Она вздохнула, помолчала полминуты, потом все-таки ответила:
— Нет, мы не в убежище. Я решила сделать неожиданный ход. Понимаешь, ситуация очень уж нестандартная. Того, что случилось — быть никак не могло.
— Какой ход?
— Хочу проверить одну теорию, — она снова вздохнула, и взглянула на меня, — честно говоря, давно хотела. Но ты очень долго не находился, — она улыбнулась.
— Надеюсь, эта проверка не на плато Путорана будет? — спросил я.
— Нет, — Катя покачала головой, — слишком далеко. Да и не должно было там остаться ничего ценного.
— Кстати, что ты там искала? — спросил я, — на Плато?
— Следы. Как обычно — мы, простые люди, можем искать только косвенные следы, — Катя пожала плечами, — уверен, с тобой мы бы нашли намного больше. Вряд ли это представляло бы практическую ценность — но это было бы очень интересно для истории.
— И как? Следы нашлись?
— Нашлись, — кивнула Катя, — даже более чем нашлись… это плато — один большой след применения тектонического гравитационного оружия, судя по всему. Направленное локальное воздействие на кору. Мы уже можем опознать такие технологии, но пока даже не близки к пониманию, как оно на самом деле работает. Если ты не в курсе — все Плато — это один сплошной вулкан. Точнее, вулканическая провинция. Остатки тех вулканов называются траппы, и они…
— Я в курсе, — ответил я, — у нас один знакомый из отряда очень любил про свой поход на плато рассказывать. Значит, сейчас мы направляемся в место, где тебе тоже встретились подобные следы?
— Что-то вроде того, — согласилась Катя, — плюс моя чуйка.
— Чуйка? — переспросил я.
— Чуйка, чуйка, — Катя согласно закивала, — спасала меня не раз. Вот и теперь мне кажется — именно там есть нечто очень ценное. И я даже примерно предполагаю, что именно. Если оно действительно там — мы сможем без потерь выйти из сложившегося кризиса.
Я вздохнул. Помолчал минуту, сделав вид, что удовлетворился ответом. Потом все-же сказал:
— Кать…
— Да? — она сидела вполоборота, делая вид, что чем-то очень заинтересовалась на другом берегу.

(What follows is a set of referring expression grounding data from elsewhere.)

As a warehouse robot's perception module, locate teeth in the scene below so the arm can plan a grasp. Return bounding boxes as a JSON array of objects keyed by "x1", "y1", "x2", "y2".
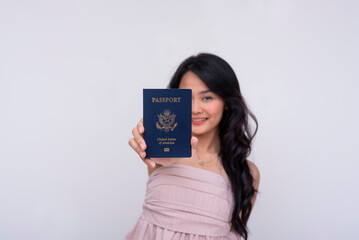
[{"x1": 193, "y1": 118, "x2": 206, "y2": 122}]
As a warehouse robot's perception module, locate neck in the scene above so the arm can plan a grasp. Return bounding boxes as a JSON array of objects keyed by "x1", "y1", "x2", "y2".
[{"x1": 195, "y1": 129, "x2": 220, "y2": 154}]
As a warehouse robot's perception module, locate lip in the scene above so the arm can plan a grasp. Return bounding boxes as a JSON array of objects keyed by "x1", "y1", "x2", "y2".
[{"x1": 192, "y1": 117, "x2": 208, "y2": 126}]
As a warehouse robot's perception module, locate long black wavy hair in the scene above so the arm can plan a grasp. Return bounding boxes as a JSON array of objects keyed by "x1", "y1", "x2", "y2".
[{"x1": 168, "y1": 53, "x2": 258, "y2": 240}]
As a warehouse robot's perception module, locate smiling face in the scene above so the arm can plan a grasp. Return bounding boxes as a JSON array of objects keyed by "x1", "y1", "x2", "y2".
[{"x1": 179, "y1": 72, "x2": 224, "y2": 136}]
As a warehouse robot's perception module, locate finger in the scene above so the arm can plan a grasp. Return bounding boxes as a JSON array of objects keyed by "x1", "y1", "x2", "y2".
[
  {"x1": 132, "y1": 127, "x2": 146, "y2": 151},
  {"x1": 128, "y1": 138, "x2": 146, "y2": 160},
  {"x1": 191, "y1": 137, "x2": 198, "y2": 147},
  {"x1": 143, "y1": 158, "x2": 156, "y2": 168},
  {"x1": 137, "y1": 118, "x2": 145, "y2": 134}
]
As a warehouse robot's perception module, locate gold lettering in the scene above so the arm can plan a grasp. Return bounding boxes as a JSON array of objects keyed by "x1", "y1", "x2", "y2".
[{"x1": 152, "y1": 97, "x2": 181, "y2": 103}]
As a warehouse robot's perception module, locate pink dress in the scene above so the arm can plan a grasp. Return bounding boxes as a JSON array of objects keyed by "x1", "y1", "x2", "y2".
[{"x1": 125, "y1": 164, "x2": 241, "y2": 240}]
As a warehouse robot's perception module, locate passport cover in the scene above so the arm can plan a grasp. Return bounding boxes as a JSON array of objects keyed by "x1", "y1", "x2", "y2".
[{"x1": 143, "y1": 89, "x2": 192, "y2": 158}]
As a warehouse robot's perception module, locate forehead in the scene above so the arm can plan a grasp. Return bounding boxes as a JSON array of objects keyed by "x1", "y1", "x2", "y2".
[{"x1": 179, "y1": 72, "x2": 209, "y2": 94}]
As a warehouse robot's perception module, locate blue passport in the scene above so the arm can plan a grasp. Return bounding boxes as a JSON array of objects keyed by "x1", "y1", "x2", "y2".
[{"x1": 143, "y1": 89, "x2": 192, "y2": 158}]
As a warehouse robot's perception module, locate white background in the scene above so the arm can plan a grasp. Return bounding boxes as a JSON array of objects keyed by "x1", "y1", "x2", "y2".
[{"x1": 0, "y1": 0, "x2": 359, "y2": 240}]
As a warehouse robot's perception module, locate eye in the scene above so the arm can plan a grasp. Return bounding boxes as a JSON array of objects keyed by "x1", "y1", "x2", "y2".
[{"x1": 202, "y1": 96, "x2": 213, "y2": 101}]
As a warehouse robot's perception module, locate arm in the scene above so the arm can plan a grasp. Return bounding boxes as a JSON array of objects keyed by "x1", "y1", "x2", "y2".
[{"x1": 247, "y1": 160, "x2": 260, "y2": 208}]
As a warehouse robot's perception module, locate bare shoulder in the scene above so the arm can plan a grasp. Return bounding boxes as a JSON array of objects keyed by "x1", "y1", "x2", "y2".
[{"x1": 247, "y1": 160, "x2": 260, "y2": 190}]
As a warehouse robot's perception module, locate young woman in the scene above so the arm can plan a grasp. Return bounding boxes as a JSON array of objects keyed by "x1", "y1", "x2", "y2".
[{"x1": 125, "y1": 53, "x2": 259, "y2": 240}]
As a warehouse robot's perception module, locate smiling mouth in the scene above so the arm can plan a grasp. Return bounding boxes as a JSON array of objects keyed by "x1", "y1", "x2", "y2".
[{"x1": 192, "y1": 118, "x2": 208, "y2": 125}]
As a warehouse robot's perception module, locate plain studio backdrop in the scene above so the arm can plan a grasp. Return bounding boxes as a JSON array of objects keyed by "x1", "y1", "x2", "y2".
[{"x1": 0, "y1": 0, "x2": 359, "y2": 240}]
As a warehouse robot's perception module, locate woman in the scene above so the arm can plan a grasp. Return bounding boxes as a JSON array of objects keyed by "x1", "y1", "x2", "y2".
[{"x1": 125, "y1": 53, "x2": 259, "y2": 240}]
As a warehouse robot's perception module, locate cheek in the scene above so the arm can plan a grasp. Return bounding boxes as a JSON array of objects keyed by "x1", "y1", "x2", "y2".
[{"x1": 211, "y1": 103, "x2": 223, "y2": 119}]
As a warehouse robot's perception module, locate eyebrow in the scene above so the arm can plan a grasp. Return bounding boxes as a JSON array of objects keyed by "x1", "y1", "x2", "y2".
[{"x1": 199, "y1": 90, "x2": 212, "y2": 94}]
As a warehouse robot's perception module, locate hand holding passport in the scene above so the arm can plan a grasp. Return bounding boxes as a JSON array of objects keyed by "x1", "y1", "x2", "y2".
[
  {"x1": 143, "y1": 89, "x2": 192, "y2": 158},
  {"x1": 129, "y1": 89, "x2": 198, "y2": 167}
]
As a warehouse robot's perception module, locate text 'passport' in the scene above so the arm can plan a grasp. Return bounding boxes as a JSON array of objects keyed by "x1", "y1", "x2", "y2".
[{"x1": 143, "y1": 89, "x2": 192, "y2": 158}]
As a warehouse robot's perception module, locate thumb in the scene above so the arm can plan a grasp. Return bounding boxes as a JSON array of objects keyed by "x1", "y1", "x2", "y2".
[{"x1": 191, "y1": 136, "x2": 198, "y2": 147}]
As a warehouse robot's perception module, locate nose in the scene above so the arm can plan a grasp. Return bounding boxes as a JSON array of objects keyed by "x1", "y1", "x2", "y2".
[{"x1": 192, "y1": 99, "x2": 202, "y2": 114}]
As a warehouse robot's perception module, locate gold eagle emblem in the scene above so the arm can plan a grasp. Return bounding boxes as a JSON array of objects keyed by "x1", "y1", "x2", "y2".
[{"x1": 156, "y1": 109, "x2": 177, "y2": 132}]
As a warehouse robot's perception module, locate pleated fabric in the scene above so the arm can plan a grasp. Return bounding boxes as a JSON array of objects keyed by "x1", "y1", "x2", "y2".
[{"x1": 125, "y1": 164, "x2": 241, "y2": 240}]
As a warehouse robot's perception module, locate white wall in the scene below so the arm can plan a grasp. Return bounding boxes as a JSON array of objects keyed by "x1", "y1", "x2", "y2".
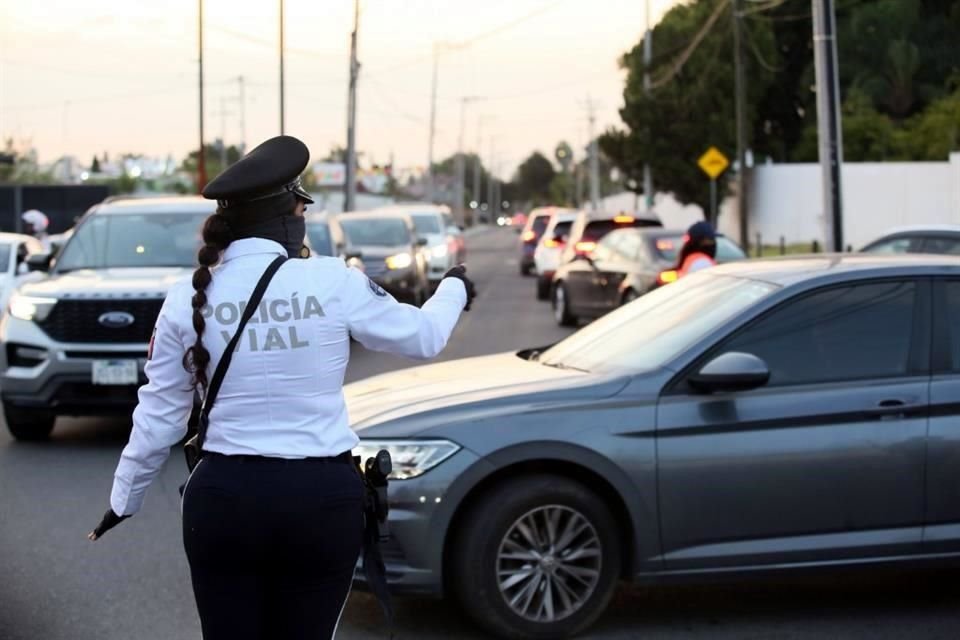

— Как все-таки называется твоя организация? — спросил я, — ты не ответила в прошлый раз.
— Я думала, ты итак понял, — Катя неожиданно мягко улыбнулась, — у нее нет названия. И это — залог нашего успешного выживания. Очень сложно уничтожить то, для чего даже слова не придумали.
— А когда ты познакомишь меня со своими боссами? Ну, мы же должны как-то обговорить условия сотрудничества, там… другие важные вещи. Ты многое объяснила — но далеко не все.
— Гриша, Гриша… — вздохнула Катя.
— Гриша, Гриша, — подтвердил я, — уже двадцать три года, как Гриша.
— Жаль, что ты не принял предложение во время службы. Сейчас тебе было бы намного проще.
— Ты о чем? — насторожился я.
— Я про то, когда тебе предлагали поступать в Академию, — спокойно объяснила Катя, — тогда у тебя была какая-то оперативная подготовка. И ты бы не задавал странных вопросов.
— Ты про того чувака из контрразведки, что ли? — уточнил я, — который год пытался меня завербовать, на патриотической основе? Стоп! Как долго вы за мной на самом деле следили? — я почувствовал, что в лодке стало неожиданно холодно; куда холоднее даже, чем на глубине, под темной маслянистой водой.
— Да успокойся ты, — Катя небрежно махнула рукой, — мне только час назад твое полное досье сбросили. Как раз сейчас просматривала, — она показала на свои глаза; если приглядеться — можно было разобрать легкое мерцание на радужке. Продвинутые линзы. Круто, что сказать.
— Ясно, — кивнул я, — так когда будет нормальная встреча? И нормальный разговор?
— Гриша, — Катя снова мне улыбнулась, — я полномочна принимать любые решения, и обсуждать любые вопросы, касающиеся нашего сотрудничества. Если мы о чем-то договоримся — не сомневайся, так и будет. Или тебе нужна официальная бумажка с подписью? Что касается руководства. При нормальных обстоятельствах вы, конечно же, никогда не встретитесь. Это и называется глубокая конспирация.